There are concerns that the COVID-19 pandemic may intensify the risk of domestic violence, including against children, as a consequence of the restricted movement. Limited access to support services may reduce access to contraceptives and increase unintended pregnancies as is being reported in Kenya, for example, possibly leading to early marriage and school dropout.
What steps have been taken to address school-related gender-based violence?
Countries have introduced laws, policies and programmes to combat SRGBV. The GEM 2020 Gender Report and our background paper on the issue show measures that have been evaluated and have promising results.
Curriculum-based programmes. Evidence shows that most countries have adopted curriculum-based programmes to prevent school-related gender-based violence and challenge gendered norms.
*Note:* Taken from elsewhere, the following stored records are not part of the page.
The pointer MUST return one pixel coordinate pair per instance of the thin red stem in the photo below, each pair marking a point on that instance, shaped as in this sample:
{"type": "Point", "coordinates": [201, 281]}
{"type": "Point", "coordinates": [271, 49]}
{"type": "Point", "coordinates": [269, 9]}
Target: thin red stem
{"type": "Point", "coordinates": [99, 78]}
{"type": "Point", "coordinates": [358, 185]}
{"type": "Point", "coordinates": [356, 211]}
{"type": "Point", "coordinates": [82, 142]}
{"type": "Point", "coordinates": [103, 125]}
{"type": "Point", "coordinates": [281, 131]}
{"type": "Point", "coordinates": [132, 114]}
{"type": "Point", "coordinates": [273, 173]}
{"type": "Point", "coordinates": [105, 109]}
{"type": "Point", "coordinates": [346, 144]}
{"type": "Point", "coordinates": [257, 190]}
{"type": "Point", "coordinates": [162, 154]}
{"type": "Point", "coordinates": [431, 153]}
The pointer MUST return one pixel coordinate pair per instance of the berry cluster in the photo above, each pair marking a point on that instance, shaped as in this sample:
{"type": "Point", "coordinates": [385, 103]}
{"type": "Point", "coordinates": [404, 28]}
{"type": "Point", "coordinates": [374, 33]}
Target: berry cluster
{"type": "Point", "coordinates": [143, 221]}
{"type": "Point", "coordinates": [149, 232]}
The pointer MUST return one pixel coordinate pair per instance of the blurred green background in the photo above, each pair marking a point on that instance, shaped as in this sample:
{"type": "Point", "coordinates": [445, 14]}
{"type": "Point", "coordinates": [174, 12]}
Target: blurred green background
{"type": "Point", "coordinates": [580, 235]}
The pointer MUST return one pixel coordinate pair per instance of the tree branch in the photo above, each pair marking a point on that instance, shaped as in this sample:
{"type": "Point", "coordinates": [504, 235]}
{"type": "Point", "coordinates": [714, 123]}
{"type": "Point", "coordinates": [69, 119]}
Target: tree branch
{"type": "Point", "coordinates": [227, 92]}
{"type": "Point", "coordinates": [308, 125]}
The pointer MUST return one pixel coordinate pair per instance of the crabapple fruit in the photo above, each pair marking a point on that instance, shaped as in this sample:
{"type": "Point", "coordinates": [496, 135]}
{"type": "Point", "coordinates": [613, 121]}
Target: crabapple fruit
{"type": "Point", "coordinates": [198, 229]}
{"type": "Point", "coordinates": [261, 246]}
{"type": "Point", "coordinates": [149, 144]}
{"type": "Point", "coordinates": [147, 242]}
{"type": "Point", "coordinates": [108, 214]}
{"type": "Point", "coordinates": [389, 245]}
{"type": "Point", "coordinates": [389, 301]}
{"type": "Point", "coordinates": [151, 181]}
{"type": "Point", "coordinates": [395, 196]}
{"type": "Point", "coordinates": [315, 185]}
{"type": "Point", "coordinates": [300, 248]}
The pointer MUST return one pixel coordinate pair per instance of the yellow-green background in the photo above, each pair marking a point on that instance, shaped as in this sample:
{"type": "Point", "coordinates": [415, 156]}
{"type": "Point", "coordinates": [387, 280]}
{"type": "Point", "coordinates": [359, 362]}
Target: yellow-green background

Connect with Respect is an example of a curriculum-based approach in Southern and Eastern Africa and the Asia/Pacific region that aims to help students understand concepts such as gender-based violence and respectful relationships, assisting them in challenging harmful practices through practical learning activities. Access to comprehensive sexuality education as part of the curriculum is also critical to prevent school-related gender-based violence. The World Starts with Me programme in Uganda combines comprehensive sexuality education with learning IT skills targeted at in- and out-of-school youth.
Working with young men and bystanders. Some programmes to combat school-related gender-based violence are addressed explicitly to male students to raise awareness of gender-based violence. The Young Men Initiative in the Balkans seeks to contribute to non-violent and gender-equitable lifestyles amongst boys and men, offering a gender transformative life skills programme. In Hong Kong, Project P.A.T.H.S aims to help secondary students develop different life skills. Part of this programme focuses on facilitating students to become helpful social bystanders, through general awareness-raising on bullying, space for self-reflection and opportunities to rehearse this new behaviour.
School codes of conduct. The development or enforcement of school codes of conduct is a step that has been taken to address school-related gender-based violence in Côte d’Ivoire, Ethiopia, Sierra Leone and Zambia, which launched in 2018 the Teaching Profession (Code of Ethics) Regulations where gender discrimination is prohibited, together with corporal punishment, ill-treatment or abuse.
Infrastructure. Modifying or adapting specific school settings could prevent school-related gender-based violence and improve student safety. Shifting Boundaries, a US-based programme created in 2010 in response to high levels of violence in schools, increased staff presence in spots where violence is likely to occur, while students and teachers helped identify these points.
Reporting mechanisms, counselling, support and referral services. Some countries have implemented confidential, independent and easily accessible reporting mechanisms to providing victims/survivors and witnesses with secure channels to denounce school-related gender-based violence. In Nepal, the Zero Tolerance Programme incorporated a suggestion box as a reporting mechanism to encourage students to inform authorities about any incident. Feeling safe at school implies not only being able to report violence cases but also receiving the appropriate assistance from school authorities. In Brazil and the Democratic Republic of Congo, the Youth Living Peace Programme provides therapy to adolescents who have witnessed and/or experienced violence in their homes.
Although there is still much to do to reduce school-related gender-based violence, the programmes described above show satisfactory outcomes and possibilities to be replicated in other contexts. Some factors may determine their success. Programmes for boys appear to be successful in challenging gender stereotypes. Participatory and multisectoral approaches also characterize the most successful programmes. Collaborative work with students, parents, school personnel and community, seem to be fundamental, not only to create a feeling of ownership but also to identify their specific concerns. Building strong political commitment to reduce school-related gender-based violence is necessary to place the issue as a priority in the political agenda.